Reputation: 596
I'm not super experienced with Python, but I want to do some Data analytics with a corpus, so I'm doing that part in NLTK Python.
I want to go through the entire corpus and make a dictionary containing every word that appears in the corpus dataset. I want to be able to then search for a word in this dictionary and find the number of times that this word appeared as what part of speech (tag). So, for example, if I were to search for 'dog' I might find 100 noun tags and 5 verb tags, etc.
The final goal is to externally save this file as .txt or something and load it in another program to check probability of a word being which tag..
Would I do this with Counter and ngrams?
Upvotes: 1
Views: 4821
Reputation: 50200
Since you just want the POS of loose words you don't need ngrams, you need a tagged corpus.

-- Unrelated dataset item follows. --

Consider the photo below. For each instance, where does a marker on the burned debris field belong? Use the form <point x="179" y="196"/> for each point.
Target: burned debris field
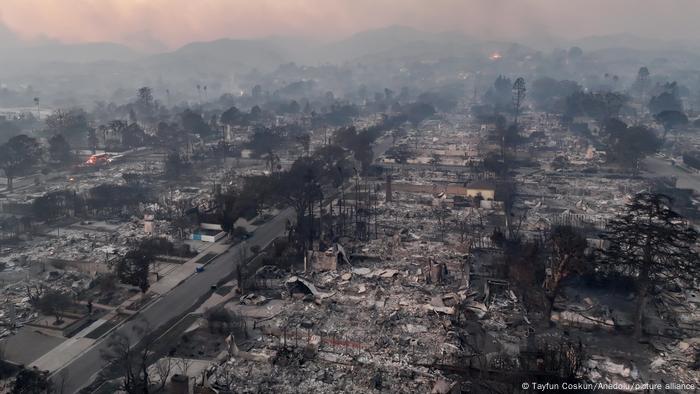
<point x="396" y="210"/>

Assuming your corpus is already tagged, you can do it like this.
>>> from nltk.corpus import brown
>>> wordcounts = nltk.ConditionalFreqDist(brown.tagged_words())
>>> wordcounts["set"].tabulate(10)
VBN VB NN VBD VBN-HL NN-HL
159 88 86 71 2 2
A ConditionalFreqDist
is basically a dictionary of Counter
objects, with some extras thrown in. Look it up in the NLTK docs.
PS. If you want to case-normalize your words before counting, use
wordcounts = nltk.ConditionalFreqDist((w.lower(), t) for w, t in brown.tagged_words())
Upvotes: 2